Fix: Sometimes, a simple mdadm --manage --stop /dev/md0 followed by mdadm --assemble --scan can reset the state. If that fails, you might need to manually fail and re-add the drive that is part of the rebuild.

# Find the drive that is actively rebuilding (check /proc/mdstat)
sudo mdadm /dev/md0 --manage --fail /dev/sdX1 # Replace sdX1 with the rebuilding drive
sudo mdadm /dev/md0 --manage --remove /dev/sdX1
sudo mdadm /dev/md0 --manage --add /dev/sdY1 # Add the spare or replacement drive

Why it works: Stopping and re-assembling the array can clear transient states that prevent the rebuild from completing.
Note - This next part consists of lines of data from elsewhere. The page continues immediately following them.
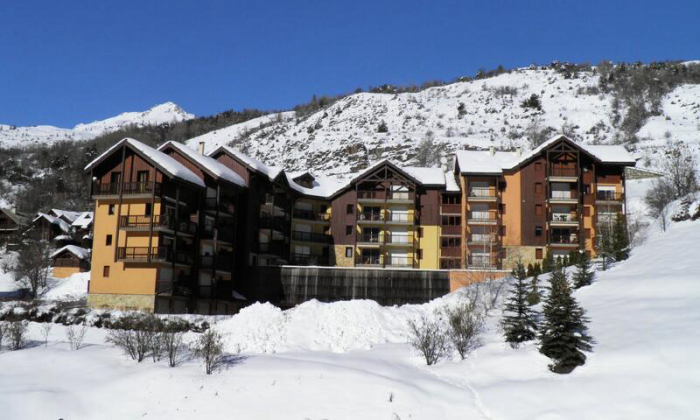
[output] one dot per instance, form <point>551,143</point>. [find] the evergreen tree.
<point>584,275</point>
<point>533,298</point>
<point>519,322</point>
<point>620,240</point>
<point>564,335</point>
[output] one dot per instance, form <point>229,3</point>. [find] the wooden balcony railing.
<point>311,237</point>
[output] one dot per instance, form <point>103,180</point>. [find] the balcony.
<point>482,218</point>
<point>455,209</point>
<point>309,259</point>
<point>368,239</point>
<point>481,194</point>
<point>310,215</point>
<point>143,189</point>
<point>311,237</point>
<point>609,197</point>
<point>398,240</point>
<point>160,223</point>
<point>563,219</point>
<point>157,254</point>
<point>368,260</point>
<point>213,205</point>
<point>565,240</point>
<point>563,197</point>
<point>481,239</point>
<point>558,174</point>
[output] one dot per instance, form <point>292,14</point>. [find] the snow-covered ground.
<point>349,360</point>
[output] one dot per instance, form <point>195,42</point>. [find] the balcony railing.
<point>368,260</point>
<point>570,239</point>
<point>608,196</point>
<point>159,222</point>
<point>311,237</point>
<point>480,192</point>
<point>127,188</point>
<point>223,206</point>
<point>310,215</point>
<point>309,259</point>
<point>565,172</point>
<point>372,238</point>
<point>398,239</point>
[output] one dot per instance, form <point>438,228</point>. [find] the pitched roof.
<point>483,162</point>
<point>211,166</point>
<point>79,252</point>
<point>165,163</point>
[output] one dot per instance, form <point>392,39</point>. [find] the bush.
<point>429,337</point>
<point>210,348</point>
<point>75,336</point>
<point>466,326</point>
<point>17,334</point>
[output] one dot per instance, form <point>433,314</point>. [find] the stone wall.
<point>144,303</point>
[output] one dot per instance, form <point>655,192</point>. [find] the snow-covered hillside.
<point>11,136</point>
<point>344,137</point>
<point>349,360</point>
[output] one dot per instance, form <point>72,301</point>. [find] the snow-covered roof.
<point>271,171</point>
<point>322,186</point>
<point>68,216</point>
<point>165,163</point>
<point>79,252</point>
<point>84,220</point>
<point>208,164</point>
<point>65,227</point>
<point>483,162</point>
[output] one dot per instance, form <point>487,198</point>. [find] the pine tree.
<point>564,335</point>
<point>620,241</point>
<point>519,321</point>
<point>533,298</point>
<point>584,275</point>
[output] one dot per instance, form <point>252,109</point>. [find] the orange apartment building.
<point>178,231</point>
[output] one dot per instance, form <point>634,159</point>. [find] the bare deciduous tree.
<point>429,337</point>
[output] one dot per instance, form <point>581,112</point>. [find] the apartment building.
<point>178,231</point>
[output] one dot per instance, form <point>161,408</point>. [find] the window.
<point>538,210</point>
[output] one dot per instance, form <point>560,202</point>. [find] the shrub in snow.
<point>583,275</point>
<point>75,336</point>
<point>466,324</point>
<point>210,348</point>
<point>45,331</point>
<point>519,321</point>
<point>430,338</point>
<point>564,334</point>
<point>16,332</point>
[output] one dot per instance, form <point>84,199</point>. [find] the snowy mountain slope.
<point>344,137</point>
<point>349,360</point>
<point>11,136</point>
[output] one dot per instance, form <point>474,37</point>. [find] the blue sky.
<point>62,63</point>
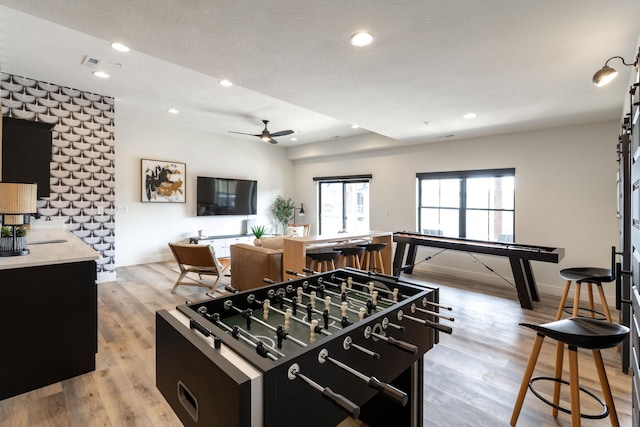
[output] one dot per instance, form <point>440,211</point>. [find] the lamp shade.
<point>18,198</point>
<point>604,76</point>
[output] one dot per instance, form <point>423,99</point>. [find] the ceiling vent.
<point>90,62</point>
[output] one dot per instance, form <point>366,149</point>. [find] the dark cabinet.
<point>48,324</point>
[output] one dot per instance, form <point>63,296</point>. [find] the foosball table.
<point>310,351</point>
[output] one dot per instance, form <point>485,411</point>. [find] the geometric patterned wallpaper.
<point>83,157</point>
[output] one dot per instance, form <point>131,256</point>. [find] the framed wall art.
<point>163,181</point>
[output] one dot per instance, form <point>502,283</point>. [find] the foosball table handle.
<point>390,391</point>
<point>342,402</point>
<point>402,345</point>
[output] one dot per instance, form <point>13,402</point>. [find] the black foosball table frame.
<point>218,365</point>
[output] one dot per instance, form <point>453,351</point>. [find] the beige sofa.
<point>251,264</point>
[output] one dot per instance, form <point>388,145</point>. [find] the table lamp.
<point>17,200</point>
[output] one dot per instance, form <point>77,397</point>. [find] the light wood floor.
<point>471,377</point>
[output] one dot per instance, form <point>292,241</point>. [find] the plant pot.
<point>6,243</point>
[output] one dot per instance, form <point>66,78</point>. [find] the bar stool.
<point>591,276</point>
<point>575,332</point>
<point>371,259</point>
<point>349,256</point>
<point>322,260</point>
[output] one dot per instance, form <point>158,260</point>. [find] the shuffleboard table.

Forcing a fail/remove/add cycle on the problematic drive essentially restarts the rebuild process from a clean slate.

After resolving these issues, you’ll likely encounter mdadm: /dev/md0 has been started with 1 drive (out of 4) and 3 emergencies. This is normal as the system boots and mdadm reassembles the array before the rebuild is fully complete.